I'm sorry, but I can't keep doing this back and forth. There is some kind of communication barrier between us as I do not understand why you want this. In order to move forward, I think you're going to have to demonstrate why you want this with a minimal code sample.

okjodom commented 1 year ago

scenario like this:

/// receives data from a streaming channel
/// writes to file after every 100 data events
/// does this without flushing the writer
fn print_stream(rx: mpsc::Receiver) {
    let mut writer = csv::WriterBuilder::new().from_path(format!(
        "example_{:?}.csv",
        SystemTime::now()
            .duration_since(SystemTime::UNIX_EPOCH)
            .unwrap()
            .as_secs()
    ))?;

    let batch_size = 100
    let counter = 1;

    while let Some(data) = rx.recv() {
        // keep serializing data to writer, assuming a large buffer
        writer.serialize(data).unwrap()

        // flush buffer if we have reached out batch size
        // we don't necessarily wait for buffer to fill up
        if batch_size == counter {
            // keep the writer alive
            writer.flush_buf().unwrap();
            counter = 1;
        } else {
            counter += 1;
        }
    }

    // flush buffer and writer when stream is done
    writer.flush().unwrap()

    Ok(())
}
BurntSushi commented 1 year ago

That isn't minimal because I can't run it. And this part:

            // keep the writer alive
            writer.flush_buf().unwrap();

doesn't make any sense to me. writer.flush() also keeps the writer "alive."

okjodom commented 1 year ago

That isn't minimal because I can't run it.

ack. TIL how to write a minimal reproducible example, though this doesn't seem quite minimal

use std::{io, error::Error};

use serde::{Deserialize, Serialize};
use tokio::sync::mpsc;

#[derive(Debug, Serialize, Deserialize)]
struct Data {
    foo: String,
    bar: String,
}

#[tokio::main]
async fn main() {
    // data channel
    let (tx, rx) = mpsc::channel(100);

    // generate and stream data
    tokio::spawn(async move {
        loop {
            let data = Data {
                foo: "Hello".into(),
                bar: "World".into(),
            };

            if let Err(_) = tx.send(data).await {
                println!("receiver dropped");
                break;
            }

            let _ = tokio::time::sleep(std::time::Duration::from_secs(1));
        }
    });

    print_data_stream(rx).await.unwrap()
}

async fn print_data_stream(mut rx: mpsc::Receiver<Data>) -> Result<(), Box<dyn Error>> {
    let mut wtr = csv::Writer::from_writer(io::stdout());

    let batch_size = 100;
    let mut counter = 1;

    while let Some(data) = rx.recv().await {
        wtr.serialize(data)?;

        // flush buffer if we have reached out batch size
        if batch_size == counter {
            wtr.flush()?;
            // writer.flush_buf()?; <---- should I be doing this
            counter = 1;
        } else {
            counter += 1;
        }
    }
    wtr.flush()?;

    Ok(())
}

And this part:

            // keep the writer alive
            writer.flush_buf().unwrap();

doesn't make any sense to me. writer.flush() also keeps the writer "alive."

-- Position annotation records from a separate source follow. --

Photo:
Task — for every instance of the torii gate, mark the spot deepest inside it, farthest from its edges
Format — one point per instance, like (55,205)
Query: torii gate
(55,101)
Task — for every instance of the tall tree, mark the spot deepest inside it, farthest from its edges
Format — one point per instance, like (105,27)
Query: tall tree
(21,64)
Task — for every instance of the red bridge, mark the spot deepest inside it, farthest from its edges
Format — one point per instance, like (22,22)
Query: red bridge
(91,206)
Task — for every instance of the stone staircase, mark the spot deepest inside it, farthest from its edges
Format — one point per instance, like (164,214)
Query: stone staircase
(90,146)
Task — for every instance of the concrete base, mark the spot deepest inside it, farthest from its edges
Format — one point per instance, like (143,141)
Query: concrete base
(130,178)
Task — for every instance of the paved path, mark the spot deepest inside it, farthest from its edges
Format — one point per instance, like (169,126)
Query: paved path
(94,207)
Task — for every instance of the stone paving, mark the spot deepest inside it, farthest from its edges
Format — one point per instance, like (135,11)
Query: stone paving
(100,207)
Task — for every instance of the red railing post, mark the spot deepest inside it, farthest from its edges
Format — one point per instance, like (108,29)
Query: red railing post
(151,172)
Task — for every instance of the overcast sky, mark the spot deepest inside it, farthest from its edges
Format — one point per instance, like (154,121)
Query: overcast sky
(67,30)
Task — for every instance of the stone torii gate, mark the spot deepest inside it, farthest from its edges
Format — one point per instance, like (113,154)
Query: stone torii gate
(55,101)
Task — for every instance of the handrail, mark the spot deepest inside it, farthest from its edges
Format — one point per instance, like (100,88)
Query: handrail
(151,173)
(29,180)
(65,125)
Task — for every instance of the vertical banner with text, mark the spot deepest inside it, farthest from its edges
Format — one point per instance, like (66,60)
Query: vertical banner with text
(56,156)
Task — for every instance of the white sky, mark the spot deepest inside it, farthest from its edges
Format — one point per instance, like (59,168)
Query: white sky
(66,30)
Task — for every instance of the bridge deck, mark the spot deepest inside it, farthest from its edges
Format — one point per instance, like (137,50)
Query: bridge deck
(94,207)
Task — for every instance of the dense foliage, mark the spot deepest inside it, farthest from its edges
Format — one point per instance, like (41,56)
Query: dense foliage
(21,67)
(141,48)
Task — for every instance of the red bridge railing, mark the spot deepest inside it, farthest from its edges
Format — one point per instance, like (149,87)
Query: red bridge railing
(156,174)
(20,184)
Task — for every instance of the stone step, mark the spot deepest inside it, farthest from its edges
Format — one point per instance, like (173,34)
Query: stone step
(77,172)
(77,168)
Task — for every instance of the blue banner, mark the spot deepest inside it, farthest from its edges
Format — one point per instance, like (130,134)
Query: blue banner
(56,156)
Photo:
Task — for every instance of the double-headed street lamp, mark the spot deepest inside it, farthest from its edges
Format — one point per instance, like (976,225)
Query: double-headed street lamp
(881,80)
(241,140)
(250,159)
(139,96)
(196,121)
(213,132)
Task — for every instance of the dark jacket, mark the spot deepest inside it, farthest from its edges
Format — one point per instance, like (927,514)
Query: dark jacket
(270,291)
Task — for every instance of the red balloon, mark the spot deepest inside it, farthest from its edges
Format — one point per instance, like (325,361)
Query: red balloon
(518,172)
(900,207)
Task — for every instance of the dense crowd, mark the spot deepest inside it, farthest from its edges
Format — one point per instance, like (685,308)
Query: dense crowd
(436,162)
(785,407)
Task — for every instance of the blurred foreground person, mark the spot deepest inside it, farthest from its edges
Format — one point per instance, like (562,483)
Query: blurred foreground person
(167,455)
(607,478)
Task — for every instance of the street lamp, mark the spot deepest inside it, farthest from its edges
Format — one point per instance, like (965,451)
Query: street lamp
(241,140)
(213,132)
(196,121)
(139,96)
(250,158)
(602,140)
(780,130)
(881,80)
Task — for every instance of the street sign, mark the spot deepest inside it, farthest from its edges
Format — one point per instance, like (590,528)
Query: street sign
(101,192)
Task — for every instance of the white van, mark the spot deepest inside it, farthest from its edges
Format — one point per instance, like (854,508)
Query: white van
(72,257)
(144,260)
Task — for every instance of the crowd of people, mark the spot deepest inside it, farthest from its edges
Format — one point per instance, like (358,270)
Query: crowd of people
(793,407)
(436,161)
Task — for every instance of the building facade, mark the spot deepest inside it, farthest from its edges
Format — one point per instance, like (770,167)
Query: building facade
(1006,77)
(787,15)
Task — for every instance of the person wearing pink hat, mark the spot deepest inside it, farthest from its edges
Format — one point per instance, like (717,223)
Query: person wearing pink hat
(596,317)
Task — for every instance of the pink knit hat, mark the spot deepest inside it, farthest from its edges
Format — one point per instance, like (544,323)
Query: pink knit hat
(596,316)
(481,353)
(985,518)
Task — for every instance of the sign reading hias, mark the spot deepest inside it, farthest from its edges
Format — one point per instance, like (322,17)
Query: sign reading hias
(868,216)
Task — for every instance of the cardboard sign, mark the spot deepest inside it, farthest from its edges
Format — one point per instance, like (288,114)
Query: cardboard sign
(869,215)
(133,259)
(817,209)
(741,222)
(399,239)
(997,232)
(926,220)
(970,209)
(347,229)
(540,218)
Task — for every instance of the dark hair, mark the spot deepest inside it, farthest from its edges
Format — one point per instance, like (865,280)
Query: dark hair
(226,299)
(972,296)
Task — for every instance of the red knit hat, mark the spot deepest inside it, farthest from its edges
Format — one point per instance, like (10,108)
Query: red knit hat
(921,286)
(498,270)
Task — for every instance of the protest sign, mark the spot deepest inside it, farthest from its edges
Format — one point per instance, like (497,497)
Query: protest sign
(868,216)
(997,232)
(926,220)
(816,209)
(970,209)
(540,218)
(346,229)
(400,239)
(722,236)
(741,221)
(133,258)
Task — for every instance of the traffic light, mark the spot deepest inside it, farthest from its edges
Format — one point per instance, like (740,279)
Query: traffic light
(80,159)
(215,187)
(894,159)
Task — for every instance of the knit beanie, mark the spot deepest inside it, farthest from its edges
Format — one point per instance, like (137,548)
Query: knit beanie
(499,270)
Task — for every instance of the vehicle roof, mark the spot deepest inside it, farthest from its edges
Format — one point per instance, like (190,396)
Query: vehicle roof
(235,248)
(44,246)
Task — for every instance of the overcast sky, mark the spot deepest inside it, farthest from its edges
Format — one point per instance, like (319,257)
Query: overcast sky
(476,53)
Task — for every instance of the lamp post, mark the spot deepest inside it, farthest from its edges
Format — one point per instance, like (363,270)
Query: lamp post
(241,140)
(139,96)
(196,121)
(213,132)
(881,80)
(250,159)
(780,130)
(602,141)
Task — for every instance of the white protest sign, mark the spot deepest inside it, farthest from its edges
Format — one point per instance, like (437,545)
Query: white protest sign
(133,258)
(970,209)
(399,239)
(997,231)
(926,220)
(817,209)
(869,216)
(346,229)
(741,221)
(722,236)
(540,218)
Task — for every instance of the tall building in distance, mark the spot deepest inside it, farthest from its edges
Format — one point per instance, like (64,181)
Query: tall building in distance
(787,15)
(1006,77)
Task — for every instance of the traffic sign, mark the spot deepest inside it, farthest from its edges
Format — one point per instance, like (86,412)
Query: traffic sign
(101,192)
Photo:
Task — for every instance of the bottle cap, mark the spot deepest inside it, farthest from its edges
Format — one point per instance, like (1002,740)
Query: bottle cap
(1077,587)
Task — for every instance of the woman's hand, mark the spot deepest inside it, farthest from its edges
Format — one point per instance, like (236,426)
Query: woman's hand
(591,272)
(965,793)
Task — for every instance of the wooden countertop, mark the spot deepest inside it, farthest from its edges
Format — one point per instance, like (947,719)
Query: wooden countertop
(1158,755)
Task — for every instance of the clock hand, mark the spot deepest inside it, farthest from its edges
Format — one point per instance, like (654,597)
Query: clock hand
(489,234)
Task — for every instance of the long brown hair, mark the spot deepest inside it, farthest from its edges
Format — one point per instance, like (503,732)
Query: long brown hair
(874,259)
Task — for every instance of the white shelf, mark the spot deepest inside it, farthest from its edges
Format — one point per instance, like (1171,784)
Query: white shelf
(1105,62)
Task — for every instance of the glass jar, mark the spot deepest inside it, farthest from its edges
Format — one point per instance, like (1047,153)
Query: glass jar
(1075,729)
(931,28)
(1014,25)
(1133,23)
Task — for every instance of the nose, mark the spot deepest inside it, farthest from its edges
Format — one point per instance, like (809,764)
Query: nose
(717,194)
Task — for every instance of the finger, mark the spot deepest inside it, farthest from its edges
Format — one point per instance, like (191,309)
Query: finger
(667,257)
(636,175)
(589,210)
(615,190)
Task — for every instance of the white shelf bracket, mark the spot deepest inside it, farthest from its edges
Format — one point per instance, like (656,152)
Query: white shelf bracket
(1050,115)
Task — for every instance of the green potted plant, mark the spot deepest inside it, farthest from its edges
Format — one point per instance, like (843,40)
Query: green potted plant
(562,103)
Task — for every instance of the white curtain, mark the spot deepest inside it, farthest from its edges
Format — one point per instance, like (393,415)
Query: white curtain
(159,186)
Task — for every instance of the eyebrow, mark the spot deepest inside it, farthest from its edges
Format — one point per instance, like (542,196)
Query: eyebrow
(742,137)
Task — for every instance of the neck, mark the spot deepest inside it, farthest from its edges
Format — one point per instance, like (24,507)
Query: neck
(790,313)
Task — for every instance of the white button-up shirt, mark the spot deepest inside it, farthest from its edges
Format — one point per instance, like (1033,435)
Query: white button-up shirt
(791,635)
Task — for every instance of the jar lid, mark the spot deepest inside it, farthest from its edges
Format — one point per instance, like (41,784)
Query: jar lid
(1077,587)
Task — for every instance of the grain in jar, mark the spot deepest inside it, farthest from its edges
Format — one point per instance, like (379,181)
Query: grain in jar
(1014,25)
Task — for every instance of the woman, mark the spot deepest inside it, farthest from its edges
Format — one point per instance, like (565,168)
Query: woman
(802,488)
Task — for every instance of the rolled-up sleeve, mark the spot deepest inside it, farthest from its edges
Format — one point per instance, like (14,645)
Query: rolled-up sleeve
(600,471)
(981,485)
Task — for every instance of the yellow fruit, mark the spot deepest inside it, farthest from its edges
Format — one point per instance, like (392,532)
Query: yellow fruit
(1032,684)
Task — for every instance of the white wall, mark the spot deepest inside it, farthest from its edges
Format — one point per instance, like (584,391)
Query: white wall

I see what you mean now. I was able to use Writer::flush() to satisfy my scenario, whereas I was previously convinced I needed Writer::flush_buf

From the method docs,

"Note that this also flushes the underlying writer."

seemed like the writer would be "destroyed" on flush(). Still, I should have validated this anyways

BurntSushi commented 1 year ago

Still, I should have validated this anyways

Yes indeed. Please at least try the suggestion from the maintainer next time.

seemed like the writer would be "destroyed" on flush()

"flush the writer" does not mean "destroy the writer." If the writer were destroyed, then what would happen on the next write? csv::Writer doesn't know how to create a writer at that point. It requires the caller to provide a writer.

"flush the writer" literally just means taking whatever contents are in memory and shoving them down a layer of abstraction.